Categorical variables were encoded with domain-aware ordering rather than arbitrary label encoding. For example, states were mapped based on their correlation with income outcomes:

# States ordered by income correlation (highest to lowest earning states first)
stateHash = {'NJ':0, 'VA':1, 'MD':2, 'CT':3, 'MA':4, ...}

Degree types were encoded to preserve ordinal relationships:

degreeHash = {
    "Graduate Degree": 0,
    "Bachelor's Degree": 1,
    "Associate's Degree": 2,
    "Certificate": 3
}

One-hot encoding was applied selectively to nominal categories without inherent ordering (school ownership, region).

Missing Value Imputation

Rather than simple mean/median imputation, missing values in school__faculty_salary and student__demographics_age_entry were predicted using ExtraTreesRegressor trained on rows with complete data:

def interpolateFeatureValues(df, col):
    train = df[df[col].notnull()]
    test = df[df[col].isnull()]

    X_train = train.drop(columns=[col, 'id'])
    y_train = train[col]

    model = ExtraTreesRegressor(n_estimators=100, random_state=736283)
    model.fit(X_train, y_train)

    df.loc[df[col].isnull(), col] = model.predict(test.drop(columns=[col, 'id']))
    return df

This preserved relationships between features rather than injecting noise.

Feature Engineering

Synthetic Features

New features were synthesized using mathematical transformations based on domain intuition.
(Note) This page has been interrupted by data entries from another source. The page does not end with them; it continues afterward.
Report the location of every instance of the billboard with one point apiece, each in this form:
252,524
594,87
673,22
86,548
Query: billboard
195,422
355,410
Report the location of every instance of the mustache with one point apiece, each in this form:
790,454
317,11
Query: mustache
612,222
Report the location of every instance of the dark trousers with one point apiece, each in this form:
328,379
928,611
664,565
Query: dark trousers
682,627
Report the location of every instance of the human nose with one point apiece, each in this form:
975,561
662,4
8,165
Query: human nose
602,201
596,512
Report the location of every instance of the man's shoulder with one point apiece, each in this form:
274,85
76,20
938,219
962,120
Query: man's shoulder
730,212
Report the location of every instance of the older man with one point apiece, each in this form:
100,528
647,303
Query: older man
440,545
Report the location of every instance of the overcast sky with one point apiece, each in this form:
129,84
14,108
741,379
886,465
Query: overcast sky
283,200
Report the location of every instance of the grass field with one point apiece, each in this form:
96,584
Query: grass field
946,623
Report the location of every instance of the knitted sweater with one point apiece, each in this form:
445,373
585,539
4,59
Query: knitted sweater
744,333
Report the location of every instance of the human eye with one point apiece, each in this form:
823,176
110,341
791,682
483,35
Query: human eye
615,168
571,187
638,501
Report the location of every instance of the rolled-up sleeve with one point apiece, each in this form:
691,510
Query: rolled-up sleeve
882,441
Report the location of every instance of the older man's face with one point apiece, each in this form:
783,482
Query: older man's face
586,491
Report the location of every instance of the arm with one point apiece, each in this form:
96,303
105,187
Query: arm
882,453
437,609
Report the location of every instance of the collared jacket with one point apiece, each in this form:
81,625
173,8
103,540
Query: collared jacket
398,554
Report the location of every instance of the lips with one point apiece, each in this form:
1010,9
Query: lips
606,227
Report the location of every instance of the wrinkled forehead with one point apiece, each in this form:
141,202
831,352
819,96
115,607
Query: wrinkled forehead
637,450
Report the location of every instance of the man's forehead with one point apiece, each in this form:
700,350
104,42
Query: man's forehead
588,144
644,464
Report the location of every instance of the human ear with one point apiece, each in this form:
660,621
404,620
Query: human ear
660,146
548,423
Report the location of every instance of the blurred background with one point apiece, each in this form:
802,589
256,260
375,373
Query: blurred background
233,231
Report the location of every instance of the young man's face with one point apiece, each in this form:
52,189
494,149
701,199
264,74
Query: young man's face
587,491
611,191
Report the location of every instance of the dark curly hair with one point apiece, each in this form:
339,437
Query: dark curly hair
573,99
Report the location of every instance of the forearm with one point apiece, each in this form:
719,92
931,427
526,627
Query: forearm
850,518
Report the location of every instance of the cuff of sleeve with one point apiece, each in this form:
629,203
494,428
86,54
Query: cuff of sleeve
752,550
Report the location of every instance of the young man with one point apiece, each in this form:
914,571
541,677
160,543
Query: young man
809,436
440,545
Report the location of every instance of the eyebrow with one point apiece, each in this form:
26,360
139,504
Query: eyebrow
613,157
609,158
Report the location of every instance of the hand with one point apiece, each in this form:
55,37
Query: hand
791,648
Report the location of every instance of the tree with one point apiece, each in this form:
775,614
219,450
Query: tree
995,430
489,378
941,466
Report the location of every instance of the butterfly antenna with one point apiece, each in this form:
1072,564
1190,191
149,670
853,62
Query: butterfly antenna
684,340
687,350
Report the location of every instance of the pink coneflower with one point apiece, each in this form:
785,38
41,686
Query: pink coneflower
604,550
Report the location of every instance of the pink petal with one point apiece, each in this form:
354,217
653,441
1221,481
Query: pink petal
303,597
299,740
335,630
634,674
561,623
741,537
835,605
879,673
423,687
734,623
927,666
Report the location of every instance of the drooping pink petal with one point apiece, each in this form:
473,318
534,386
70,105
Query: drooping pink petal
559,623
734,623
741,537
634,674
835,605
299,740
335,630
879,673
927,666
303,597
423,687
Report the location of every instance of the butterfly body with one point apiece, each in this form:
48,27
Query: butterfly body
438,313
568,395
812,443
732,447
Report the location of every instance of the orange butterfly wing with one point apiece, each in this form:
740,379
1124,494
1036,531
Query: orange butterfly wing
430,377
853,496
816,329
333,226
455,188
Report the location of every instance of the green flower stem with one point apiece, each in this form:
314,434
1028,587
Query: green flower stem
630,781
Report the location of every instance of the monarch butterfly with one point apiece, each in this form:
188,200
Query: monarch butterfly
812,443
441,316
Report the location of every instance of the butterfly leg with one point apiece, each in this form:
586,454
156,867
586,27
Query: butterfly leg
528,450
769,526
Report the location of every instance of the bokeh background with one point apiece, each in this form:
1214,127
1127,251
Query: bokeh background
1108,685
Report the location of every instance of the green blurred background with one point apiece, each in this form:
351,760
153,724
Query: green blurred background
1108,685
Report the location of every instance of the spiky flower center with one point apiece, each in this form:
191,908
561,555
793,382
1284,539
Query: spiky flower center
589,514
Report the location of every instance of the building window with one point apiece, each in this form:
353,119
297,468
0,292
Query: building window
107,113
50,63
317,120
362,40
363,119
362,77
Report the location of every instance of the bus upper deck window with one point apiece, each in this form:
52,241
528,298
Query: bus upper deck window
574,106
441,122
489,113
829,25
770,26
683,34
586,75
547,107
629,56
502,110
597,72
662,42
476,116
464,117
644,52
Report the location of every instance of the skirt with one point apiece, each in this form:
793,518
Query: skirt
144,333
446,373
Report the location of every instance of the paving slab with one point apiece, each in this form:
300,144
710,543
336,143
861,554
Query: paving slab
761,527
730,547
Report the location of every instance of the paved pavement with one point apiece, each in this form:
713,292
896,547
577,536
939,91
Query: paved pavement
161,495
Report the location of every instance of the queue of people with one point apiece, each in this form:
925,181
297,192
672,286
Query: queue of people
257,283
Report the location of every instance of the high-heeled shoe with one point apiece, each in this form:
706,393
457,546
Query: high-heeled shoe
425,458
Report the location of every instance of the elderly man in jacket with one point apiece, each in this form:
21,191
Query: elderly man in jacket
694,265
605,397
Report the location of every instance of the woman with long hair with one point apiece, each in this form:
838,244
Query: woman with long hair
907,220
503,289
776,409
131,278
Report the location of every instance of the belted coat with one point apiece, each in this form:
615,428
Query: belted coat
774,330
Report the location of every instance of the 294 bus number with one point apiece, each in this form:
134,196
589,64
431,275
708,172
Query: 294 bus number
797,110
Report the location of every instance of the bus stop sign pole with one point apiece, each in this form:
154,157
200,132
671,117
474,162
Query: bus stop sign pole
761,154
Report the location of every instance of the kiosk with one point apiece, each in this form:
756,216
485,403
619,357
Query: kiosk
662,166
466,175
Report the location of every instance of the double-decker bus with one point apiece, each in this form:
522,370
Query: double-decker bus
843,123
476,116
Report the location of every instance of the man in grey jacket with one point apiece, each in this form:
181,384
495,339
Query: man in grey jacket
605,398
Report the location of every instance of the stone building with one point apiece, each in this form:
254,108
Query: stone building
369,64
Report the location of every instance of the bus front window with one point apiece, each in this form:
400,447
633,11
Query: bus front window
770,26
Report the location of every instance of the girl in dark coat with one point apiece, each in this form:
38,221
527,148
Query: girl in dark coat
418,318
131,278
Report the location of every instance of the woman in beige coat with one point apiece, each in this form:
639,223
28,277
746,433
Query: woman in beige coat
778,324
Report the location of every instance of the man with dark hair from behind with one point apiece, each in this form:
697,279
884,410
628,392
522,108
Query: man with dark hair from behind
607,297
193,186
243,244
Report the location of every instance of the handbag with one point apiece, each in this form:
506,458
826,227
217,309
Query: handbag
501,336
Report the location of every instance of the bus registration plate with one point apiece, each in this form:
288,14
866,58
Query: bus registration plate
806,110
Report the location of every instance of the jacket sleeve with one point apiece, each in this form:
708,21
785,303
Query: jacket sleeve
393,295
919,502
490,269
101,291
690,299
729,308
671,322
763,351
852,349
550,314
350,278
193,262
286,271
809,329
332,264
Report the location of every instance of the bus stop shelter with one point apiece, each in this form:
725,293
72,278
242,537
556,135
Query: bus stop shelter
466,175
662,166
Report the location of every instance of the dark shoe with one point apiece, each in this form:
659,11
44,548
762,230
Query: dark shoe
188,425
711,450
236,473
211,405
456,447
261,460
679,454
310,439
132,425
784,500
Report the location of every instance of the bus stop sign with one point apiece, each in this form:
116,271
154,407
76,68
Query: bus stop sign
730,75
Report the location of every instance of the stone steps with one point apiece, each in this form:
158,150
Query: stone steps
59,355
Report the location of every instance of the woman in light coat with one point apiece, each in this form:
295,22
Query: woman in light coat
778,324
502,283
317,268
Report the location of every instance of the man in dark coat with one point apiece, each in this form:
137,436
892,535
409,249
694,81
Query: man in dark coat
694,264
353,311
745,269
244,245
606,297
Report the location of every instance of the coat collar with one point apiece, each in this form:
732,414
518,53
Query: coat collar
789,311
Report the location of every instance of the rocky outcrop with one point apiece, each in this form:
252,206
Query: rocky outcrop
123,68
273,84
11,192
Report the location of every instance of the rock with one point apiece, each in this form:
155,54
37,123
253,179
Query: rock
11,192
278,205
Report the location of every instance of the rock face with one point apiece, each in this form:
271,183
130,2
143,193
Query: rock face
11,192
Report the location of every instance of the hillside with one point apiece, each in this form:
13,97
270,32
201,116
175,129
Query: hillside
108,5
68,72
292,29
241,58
The synthesize() function creates derived features using quadratic-style combinations:

def synthesize(df, a, b, c):
    """Create synthetic feature: (-b + sqrt(b² - 4ac)) / 2a"""
    name = f'synth_{a}_{b}_{c}'
    df[name] = (-df[b] + np.sqrt(df[b]**2 - 4*df[a]*df[c])) / (2*df[a])
    return df

Key synthetic features included combinations of:

  • Admission rates and completion rates
  • Faculty salary and student demographics
  • Financial aid metrics and institutional characteristics

Income Binning for Classification Features

Continuous income was discretized into bins, then used to train a classifier. The predicted bin probabilities became additional features, giving the model a different "view" of the target:

def createIncomeBins(income, num_bins=3):
    bins = pd.cut(income, bins=num_bins, labels=False)
    return bins

This technique adds ensemble diversity by mixing regression and classification signals.

Outlier Removal

Aggressive outlier removal improved generalization:

# Remove rows where high faculty salary correlates with very low income (data errors)
df = df[~((df['school__faculty_salary'] > 15000) & (df['income'] < 30))]

# Remove extreme faculty salary values (noise)
df = df[df['school__faculty_salary'] <= 20000]

# Cap unrealistic predictions
predictions[predictions > 120] = 120

Model Architecture

Stacking Ensemble

The core architecture is a stacking ensemble using mlxtend.StackingCVRegressor. Base model predictions become features for a meta-learner, with k-fold cross-validation preventing leakage.

flowchart BT
    subgraph Base["Base Models"]
        M1[AdaBoost + DT]
        M2[ExtraTrees]
        M3[XGBoost]
        M4[RandomForest]
        M5[GradientBoosting]
        M6[AdaBoost + ET]
        M7[LightGBM]
    end

    Predictions["Base Model Predictions (CV)"]
    Meta["Meta-Learner<br/>LinearRegression"]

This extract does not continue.